Sweet Dreams was alleged to have entered into arrangements with ASCs to provide the facilities with free anesthesia drugs in exchange for exclusive anesthesia agreements. Like the elements of the "management services" that the requestor anesthesia group proposed to provide to the surgery center in Advisory Opinion 12-06, anesthesia drugs are a part of the expenses covered by the facility fees paid by Medicare, Medicaid and other payers.
By either providing the drugs itself, or reimbursing the ASCs for the cost of drugs, an anesthesia group puts itself in the position of providing what is essentially double payment to the ASC: once from the anesthesia group and once from Medicare or the other payer. That double payment could unduly influence the ASC to select the group as the ASC's provider.
The allegations announced in connection with the Sweet Dreams settlement were, for the most part, similar to commonly observed kickback demand/offer situations: the demand or offer to provide personnel to work in the ASC, the provision of drugs, the provision of supplies, the provision of anesthesia machines and so on. However, another allegation may be one of a kind: That they agreed, through an affiliate, to fund the construction of an ASC in exchange for contracts as the exclusive anesthesia provider at that and a number of other ASCs.

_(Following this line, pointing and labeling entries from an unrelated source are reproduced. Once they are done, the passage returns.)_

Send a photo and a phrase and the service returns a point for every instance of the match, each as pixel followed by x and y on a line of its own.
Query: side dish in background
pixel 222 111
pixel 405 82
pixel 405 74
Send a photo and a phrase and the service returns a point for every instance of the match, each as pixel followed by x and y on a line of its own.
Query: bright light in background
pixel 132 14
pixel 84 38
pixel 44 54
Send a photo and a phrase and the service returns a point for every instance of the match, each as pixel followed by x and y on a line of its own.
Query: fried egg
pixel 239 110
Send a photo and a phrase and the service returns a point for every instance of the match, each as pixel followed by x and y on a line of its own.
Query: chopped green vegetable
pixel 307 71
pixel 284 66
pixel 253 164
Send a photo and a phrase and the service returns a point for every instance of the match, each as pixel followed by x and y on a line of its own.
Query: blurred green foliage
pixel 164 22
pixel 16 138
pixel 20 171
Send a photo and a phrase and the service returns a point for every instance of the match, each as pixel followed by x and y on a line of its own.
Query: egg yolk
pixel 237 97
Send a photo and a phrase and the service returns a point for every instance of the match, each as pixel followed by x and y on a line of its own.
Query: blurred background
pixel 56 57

Southern Crescent Anesthesiology
We've all probably seen them: unpaid medical directorships. Yes, sometimes they're demanded by a facility, from ASCs to hospitals, as a part of the "deal" for an exclusive contract. And sometimes they're offered by the anesthesia group to induce the facility to choose it as the exclusive provider.
But free isn't always free. Sometimes it costs millions, as in the 2018 settlement of allegations that CRNA David LaGuardia (LaGuardia) and his anesthesia entities Southern Crescent Anesthesiology, PC (SCA) and Sentry Anesthesia Management, LLC (Sentry) provided a free medical director to an ASC.

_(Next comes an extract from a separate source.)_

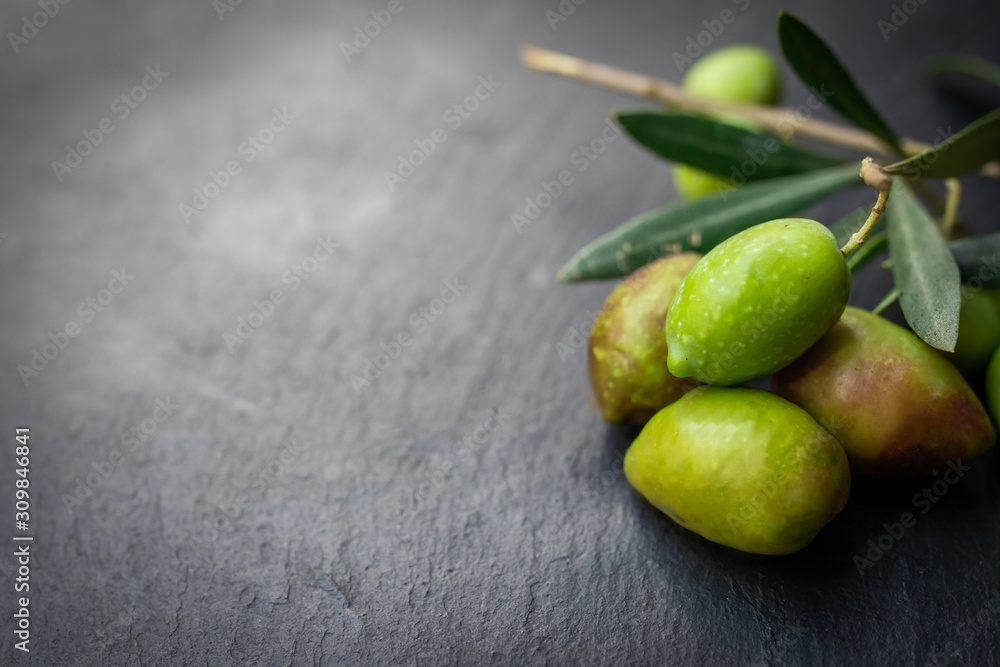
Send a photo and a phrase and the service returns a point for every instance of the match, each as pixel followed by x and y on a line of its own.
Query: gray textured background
pixel 376 539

The portion of the settlement allocated to the free directorship wasn't specifically disclosed, because it was part of an overall $3.2 million settlement paid to the federal government by a medical practice (Georgia Bone & Joint), an ASC (Southern Bone & Joint, aka Summit Orthopaedic Surgery Center) and La Guardia, SCA and Sentry that also resolved allegations that Georgia Bone & Joint and LaGuardia submitted false claims to Medicare for non-FDA approved prescription drugs purchased outside the U.S.
The Bottom Line on Management Services/Expense-Shifting Arrangements
Although on the first level, they might appear to be commercially reasonable, arrangements by which anesthesia groups provide anything of value to or for a facility in connection with the right to provide services to patients is fraught with AKS danger. This is true whether the items or services are demanded by the facility or a surgeon . . . or offered by the anesthesia group. Same issue. Same bottom line. Same potential crime.
Just as in connection with the company model arrangements discussed above, the legal issues are highly complex and involve compliance with a criminal law statute, the AKS. Anyone confronted by, or designing, an arrangement that potentially violates the AKS must obtain counsel well versed in the issues.
Last, but not least, in answer to the question I suspect lurks in the minds of readers ("But Mark, how will I ever get caught?"), it pays to know that many cases come to light as the result of whistleblowers, whether actual whistleblowers under the FCA or just those who "drop the dime" by contacting the OIG or other federal or state authorities to report what they think might be a crime. You have to pay attention to the fact that many whistleblowers are insiders, including physicians and medical group or facility employees. Whistleblower Adam Nauss, who worked with Sweet Dreams for several years, received a portion of the settlement. So, too, did whistleblower Sharon Kopko, the former practice administrator at Georgia Bone & Joint and Summit Surgery Center.
Picture each of your employees and colleagues with a whistle around their neck.